Hasilnya? Tidak ada. Hingga kini pemerintah seperti tutup mata tutup telinga. Suara nurani para pedagang dianggap angin lalu atau mungkin tidak dianggap apa-apa. Para pedagang kecil seolah-olah tidak dipandang sebagai masyarakat yang mempunyai hak yang sama. Padahal dalam UUD 45 dinyatakan dengan tegas, "Orang-orang miskin dipelihara oleh negara".

Saya jadi ingat ucapan kawan saya. "Itulah sebabnya, hingga kini banyak orang miskin dan dibiarkan terlantar karena mereka dipelihara oleh negara," ucapnya dengan nada sinis. Salah undang-undang atau salah manusia yang melaksanakannya? Saya pikir aturan dan undang-undang itu selalu baik atau bahkan mungkin istimewa, tapi apalah artinya jika para pelaksana hukum (pemerintah) tidak mau mengimplementasikannya.

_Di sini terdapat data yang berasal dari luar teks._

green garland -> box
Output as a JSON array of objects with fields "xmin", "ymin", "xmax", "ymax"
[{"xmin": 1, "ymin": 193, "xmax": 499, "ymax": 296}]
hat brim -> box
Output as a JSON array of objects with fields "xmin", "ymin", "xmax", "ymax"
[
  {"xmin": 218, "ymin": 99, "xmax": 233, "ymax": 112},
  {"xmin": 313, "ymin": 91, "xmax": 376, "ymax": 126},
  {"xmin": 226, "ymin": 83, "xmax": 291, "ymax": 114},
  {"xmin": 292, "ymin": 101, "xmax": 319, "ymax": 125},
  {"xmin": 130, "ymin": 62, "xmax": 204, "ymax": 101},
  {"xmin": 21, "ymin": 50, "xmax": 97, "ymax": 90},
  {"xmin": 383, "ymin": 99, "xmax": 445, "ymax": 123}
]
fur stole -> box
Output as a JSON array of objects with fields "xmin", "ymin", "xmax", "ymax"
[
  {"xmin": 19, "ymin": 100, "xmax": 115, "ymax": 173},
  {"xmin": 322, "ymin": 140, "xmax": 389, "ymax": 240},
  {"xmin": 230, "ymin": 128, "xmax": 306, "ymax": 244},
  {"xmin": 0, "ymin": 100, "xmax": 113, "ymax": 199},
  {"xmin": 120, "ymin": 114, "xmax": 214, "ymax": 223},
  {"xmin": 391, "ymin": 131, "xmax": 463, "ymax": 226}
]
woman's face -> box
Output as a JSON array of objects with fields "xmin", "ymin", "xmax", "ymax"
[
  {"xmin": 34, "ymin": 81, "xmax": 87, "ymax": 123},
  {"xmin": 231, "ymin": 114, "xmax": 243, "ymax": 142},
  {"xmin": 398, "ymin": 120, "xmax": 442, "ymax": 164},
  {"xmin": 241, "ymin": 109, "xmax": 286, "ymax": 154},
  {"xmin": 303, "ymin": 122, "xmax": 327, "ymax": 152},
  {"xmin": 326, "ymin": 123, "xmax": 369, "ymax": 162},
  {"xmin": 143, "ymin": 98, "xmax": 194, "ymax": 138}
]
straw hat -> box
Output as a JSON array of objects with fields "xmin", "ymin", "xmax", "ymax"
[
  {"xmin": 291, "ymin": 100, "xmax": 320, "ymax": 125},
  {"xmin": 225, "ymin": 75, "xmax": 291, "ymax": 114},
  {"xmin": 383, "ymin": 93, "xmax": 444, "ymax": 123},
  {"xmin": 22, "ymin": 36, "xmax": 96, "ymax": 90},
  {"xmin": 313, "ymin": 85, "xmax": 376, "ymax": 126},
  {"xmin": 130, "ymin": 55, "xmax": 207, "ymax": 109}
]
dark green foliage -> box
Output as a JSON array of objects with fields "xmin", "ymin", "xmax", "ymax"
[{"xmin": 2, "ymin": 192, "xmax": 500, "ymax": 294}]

Tidak berlebihan apabila Rhoma Irama dalam lagu berjudul "Indonesia" mengungkapkan kejengkelan dan rasa gundahannya, "Mengapa kehidupan tidak merata? Yang kaya makin kaya yang miskin makin miskin". Padahal, menurutnya, Indonesia adalah negara yang subur makmur. Sayangnya, kesejahteraan hanya menjadi milik segelintir orang.

Dalam hati kecil saya bertanya, jangan-jangan di zaman reformasi ini praktik kolusi, korupsi, dan nepotisme bagaikan api dalam sekam. Di permukaan tampak dingin dan rapi, ternyata di dalam masih tetap membara. Permainan, kelicikan, keinginan menang sendiri boleh jadi masih terus berkecamuk dalam dada oknum-oknum yang ingin enak sendiri.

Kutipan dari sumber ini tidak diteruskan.